After that “Naughty Miss Crawley” and then all the early sound stuff that actually predated “Hound Dog,” which I absolutely loved. Very soon, I discovered that the original version of “Hound Dog” was “Big Mama Thornton,” and that introduced me for the very first time to a black soulfulness that completely knocked my socks off as well, and led me to listen to Ray Charles and all the great black soul music and blues influences that was around at the time.
And even while I was listening to Elvis and being knocked out with rock and roll, I heard for the first time the wonderful Miles Davis band around 1958 with John Coltrane. “Milestones” was the very first thing I heard and that completely blew me away as well.
So, I just thought it was a wonderful time for music. I was just very, very lucky to be 11 or 12 years old, just entering my teens, when all this fantastic music was around. I still believe it was a golden moment in post-war music and it was the time when there was a huge amount of positivity going on after the war.

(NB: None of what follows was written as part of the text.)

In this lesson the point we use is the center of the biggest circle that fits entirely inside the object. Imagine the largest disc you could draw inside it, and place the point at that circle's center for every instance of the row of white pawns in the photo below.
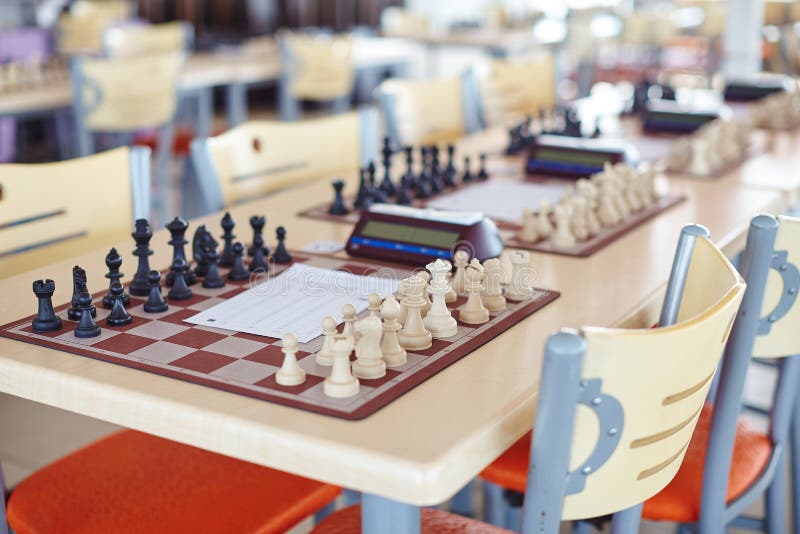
(410, 320)
(602, 201)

Because it was still very soon after the war in 1956.
There was the feeling of everything being freed up and that reflected on the arts as well and on all forms of music so I think it’s a great time to be young and impressionable and having all that great music around at that particular time.
“She’s Not There”
Music and Lyrics: Rod Argent
Producer: Marquis Enterprises
The debut single for The Zombies, “She’s Not There” reached #12 in the U.K. Singles Chart and #2 on the U.S. Billboard Hot 100. Rolling Stone magazine ranked the song as #297 on its list of the 500 Greatest Songs of All Time.
Argent: That’s got a very strange structure to it you know. Chris White wrote a song for the session “You Make Me Feel Good,” which was the B-side to “She’s Not There,” which I wrote for the session.

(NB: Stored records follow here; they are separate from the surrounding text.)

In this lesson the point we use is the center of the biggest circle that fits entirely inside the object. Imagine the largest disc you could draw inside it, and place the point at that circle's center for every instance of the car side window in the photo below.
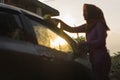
(10, 26)
(48, 38)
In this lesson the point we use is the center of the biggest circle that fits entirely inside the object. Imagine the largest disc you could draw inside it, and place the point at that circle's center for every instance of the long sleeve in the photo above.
(100, 37)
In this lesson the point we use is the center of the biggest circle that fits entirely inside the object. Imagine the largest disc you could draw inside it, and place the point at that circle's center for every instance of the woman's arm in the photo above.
(78, 29)
(101, 37)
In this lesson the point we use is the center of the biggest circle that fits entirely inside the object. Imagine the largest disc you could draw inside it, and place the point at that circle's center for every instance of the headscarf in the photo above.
(92, 14)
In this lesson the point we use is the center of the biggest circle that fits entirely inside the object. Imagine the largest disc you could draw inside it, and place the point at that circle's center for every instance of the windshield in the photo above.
(48, 38)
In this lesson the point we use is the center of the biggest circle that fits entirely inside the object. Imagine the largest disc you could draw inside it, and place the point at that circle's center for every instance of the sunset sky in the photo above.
(71, 13)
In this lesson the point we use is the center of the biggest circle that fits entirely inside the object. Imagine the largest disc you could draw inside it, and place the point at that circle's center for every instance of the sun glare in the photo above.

We had about two weeks to write something and I thought with naïveté and arrogance, ‘I can write something that’s as good as what The Beatles are putting out,’ which was the gold standard for me at the time.

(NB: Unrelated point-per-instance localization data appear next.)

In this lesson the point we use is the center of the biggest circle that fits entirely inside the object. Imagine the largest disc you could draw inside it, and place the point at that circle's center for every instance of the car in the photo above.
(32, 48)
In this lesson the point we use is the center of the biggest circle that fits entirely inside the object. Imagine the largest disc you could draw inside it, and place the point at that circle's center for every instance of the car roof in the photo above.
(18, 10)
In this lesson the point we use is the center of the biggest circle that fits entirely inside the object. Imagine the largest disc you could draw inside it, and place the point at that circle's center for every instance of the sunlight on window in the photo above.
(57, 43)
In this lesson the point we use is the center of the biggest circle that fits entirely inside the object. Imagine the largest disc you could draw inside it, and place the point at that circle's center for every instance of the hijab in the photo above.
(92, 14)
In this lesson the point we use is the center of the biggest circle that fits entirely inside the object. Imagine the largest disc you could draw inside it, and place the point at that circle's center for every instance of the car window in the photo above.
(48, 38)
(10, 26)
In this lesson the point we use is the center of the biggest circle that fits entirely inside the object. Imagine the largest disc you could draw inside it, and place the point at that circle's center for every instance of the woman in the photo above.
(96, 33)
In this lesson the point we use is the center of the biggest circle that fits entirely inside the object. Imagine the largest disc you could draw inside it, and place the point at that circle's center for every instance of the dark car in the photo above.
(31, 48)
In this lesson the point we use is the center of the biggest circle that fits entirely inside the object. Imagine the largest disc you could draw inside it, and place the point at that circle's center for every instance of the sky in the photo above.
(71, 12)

And so, I went home and I put on a few blues albums. I played a John Lee Hooker album and there was a song on it called, “No One Told Me.” Now, I rush to say that apart from those words, those syllables “No One Told Me,” there’s nothing that’s remotely like the John Lee Hooker song either in feel, in melody, or lyrically. It was just that no one told me, I liked that. I like the way that trips off the tongue.
I thought, ‘I want to start with a really bluesy melody,’ because I had listened to so much Mars. I didn’t even realize this until much later, actually, it was years later Pat Metheny said to me, ‘I absolutely loved that modal sequence that you played chordly at the beginning of “She’s Not There” for the opening melody of the verse.’ And it was completely unconscious. And it wasn’t until he said that, that I realized it was true. That was just something which came out of nowhere. I just thought we were being—in inverted commas—The Beatles. In the end, it turned out to be nothing like The Beatles.
It started with this very unusual beginning with a bluesy melody, went into three-part harmony, which was in a second section—which was almost a bridge thing, but with no chorus. It was a verse, and then a sort of bridge, building to a climax, that went into a major key from a minor key, and then dropping down to the moody thing again. Then it had a keyboard solo. I’m not sure of any other pop single at that point that has one. Certainly not an improvised keyboard solo. It all felt natural, but it was a very unusual template.